# SMS Telekom



## Anonymous (24 September 2005)

Habe zwei Mahnungen erhalten ohne vorher eine Rechnung erhalten zu haben. Weder Telekom, noch direkt von diesen *[...]*. Wäre ein Einspruch sinnvoll, oder soll ich den eventuellen gerichtlichen Mahnbescheid abwarten ?   :argue: [/b][/list]

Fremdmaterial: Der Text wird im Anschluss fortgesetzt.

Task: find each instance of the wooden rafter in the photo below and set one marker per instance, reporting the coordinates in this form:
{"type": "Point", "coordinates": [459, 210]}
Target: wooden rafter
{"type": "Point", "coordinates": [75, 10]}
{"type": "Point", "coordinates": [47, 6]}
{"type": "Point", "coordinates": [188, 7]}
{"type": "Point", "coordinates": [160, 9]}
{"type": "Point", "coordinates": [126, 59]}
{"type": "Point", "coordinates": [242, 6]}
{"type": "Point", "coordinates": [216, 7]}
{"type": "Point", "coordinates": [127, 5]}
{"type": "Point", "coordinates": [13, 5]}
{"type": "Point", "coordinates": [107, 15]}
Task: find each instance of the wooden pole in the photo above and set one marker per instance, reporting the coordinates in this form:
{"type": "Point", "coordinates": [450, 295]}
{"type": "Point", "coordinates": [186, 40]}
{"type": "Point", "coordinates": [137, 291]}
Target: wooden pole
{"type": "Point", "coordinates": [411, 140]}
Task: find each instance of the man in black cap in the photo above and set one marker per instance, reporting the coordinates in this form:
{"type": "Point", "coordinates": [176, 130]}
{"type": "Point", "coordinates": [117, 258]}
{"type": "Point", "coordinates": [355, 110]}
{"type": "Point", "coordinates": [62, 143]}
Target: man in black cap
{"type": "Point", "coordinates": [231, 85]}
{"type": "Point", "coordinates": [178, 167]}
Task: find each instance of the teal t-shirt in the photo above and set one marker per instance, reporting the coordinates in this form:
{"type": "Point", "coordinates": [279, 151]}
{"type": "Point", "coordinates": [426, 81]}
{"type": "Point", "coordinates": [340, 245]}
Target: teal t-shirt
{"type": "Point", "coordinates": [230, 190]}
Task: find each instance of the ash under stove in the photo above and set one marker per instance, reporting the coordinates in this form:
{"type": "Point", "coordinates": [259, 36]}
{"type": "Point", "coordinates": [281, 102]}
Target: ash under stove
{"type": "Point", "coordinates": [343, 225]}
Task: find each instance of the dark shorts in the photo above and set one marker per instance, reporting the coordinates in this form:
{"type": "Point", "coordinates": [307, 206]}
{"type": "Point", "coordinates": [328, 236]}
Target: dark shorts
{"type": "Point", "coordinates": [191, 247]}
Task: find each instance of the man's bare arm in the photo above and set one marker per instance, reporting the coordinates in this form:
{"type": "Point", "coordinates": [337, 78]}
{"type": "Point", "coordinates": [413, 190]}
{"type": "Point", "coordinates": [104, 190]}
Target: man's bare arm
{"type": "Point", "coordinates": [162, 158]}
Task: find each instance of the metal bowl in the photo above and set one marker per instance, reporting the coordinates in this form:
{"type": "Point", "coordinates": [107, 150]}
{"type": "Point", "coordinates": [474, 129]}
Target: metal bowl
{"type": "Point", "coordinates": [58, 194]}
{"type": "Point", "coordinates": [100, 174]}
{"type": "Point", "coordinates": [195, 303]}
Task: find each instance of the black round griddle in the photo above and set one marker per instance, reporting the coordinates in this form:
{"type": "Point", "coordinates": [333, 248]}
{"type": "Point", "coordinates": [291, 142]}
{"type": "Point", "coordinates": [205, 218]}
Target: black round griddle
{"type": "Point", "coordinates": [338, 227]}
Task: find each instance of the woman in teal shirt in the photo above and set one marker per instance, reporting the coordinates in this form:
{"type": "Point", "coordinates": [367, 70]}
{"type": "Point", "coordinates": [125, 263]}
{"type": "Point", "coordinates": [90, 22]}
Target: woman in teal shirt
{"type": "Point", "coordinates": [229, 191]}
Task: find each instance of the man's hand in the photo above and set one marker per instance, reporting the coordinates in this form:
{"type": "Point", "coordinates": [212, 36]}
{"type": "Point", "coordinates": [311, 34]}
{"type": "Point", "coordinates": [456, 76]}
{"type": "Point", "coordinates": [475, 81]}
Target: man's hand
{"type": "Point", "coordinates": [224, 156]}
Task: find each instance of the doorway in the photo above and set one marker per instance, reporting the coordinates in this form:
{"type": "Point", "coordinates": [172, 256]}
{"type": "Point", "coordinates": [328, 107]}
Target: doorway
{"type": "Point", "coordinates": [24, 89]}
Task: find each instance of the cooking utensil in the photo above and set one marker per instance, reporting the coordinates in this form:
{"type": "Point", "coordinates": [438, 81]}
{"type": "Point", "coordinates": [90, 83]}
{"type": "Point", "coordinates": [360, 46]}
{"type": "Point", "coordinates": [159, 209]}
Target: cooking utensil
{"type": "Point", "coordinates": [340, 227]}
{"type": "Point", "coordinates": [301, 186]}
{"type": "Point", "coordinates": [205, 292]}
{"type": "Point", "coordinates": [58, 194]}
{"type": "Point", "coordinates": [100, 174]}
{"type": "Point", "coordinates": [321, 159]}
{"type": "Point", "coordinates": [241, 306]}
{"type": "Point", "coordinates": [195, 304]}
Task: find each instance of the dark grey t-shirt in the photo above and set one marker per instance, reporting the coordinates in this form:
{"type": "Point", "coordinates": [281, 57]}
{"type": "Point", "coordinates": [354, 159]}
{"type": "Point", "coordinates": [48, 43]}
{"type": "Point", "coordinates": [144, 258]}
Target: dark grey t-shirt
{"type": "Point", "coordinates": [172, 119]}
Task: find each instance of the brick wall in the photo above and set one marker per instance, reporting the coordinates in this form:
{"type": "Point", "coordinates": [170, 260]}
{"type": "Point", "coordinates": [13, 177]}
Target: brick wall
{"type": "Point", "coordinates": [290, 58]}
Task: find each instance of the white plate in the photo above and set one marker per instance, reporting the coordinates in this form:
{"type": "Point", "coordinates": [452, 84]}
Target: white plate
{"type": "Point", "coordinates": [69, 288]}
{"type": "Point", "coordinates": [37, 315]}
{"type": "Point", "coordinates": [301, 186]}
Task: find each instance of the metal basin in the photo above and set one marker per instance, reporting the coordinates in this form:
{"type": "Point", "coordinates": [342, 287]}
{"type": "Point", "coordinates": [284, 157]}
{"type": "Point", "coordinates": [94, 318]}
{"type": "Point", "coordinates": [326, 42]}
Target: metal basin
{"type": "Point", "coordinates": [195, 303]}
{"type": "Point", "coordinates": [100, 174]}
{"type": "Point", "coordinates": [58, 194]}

*[Wegen rechtlicher Bedenken (nicht bewiesene Tatsachenbehauptung) editiert - bitte NUBs beachten! In richtiges Unterforum verschoben.]*_ - modaction.sep_


----------



## SEP (24 September 2005)

Auf diese konkrete Einzelfallfrage zum rechtlichen Vorgehen darf und wird hier so keine Antwort gegeben werden. Die Anfrage ist zu konkret.
Es wird anheim gestellt, rechtliche Hilfe bei zugelassenen Beratungsstellen gem. Rechtsberatungsgesetz zu suchen, z.B. bei Anwälten oder Verbraucherzentralen. Ansonsten kann natürlich noch etwas ausführlicher geschrieben werden, damit sich ggf. generelle Hinweise erteilen lassen.
Auf die (Nutzungsbedingungen NUBs) wird ergänzend hingewiesen.
:stumm:


----------



## Telekomunikacja (24 September 2005)

*SMSTelecom*

@ Ksan

Vielleicht hilft Dir *dieser thread* weiter?


----------



## SEP (24 September 2005)

*Re: SMSTelecom*



			
				Telekomunikacja schrieb:
			
		

> @ Ksan
> 
> Vielleicht hilft Dir *dieser thread* weiter?



Das wird es.


----------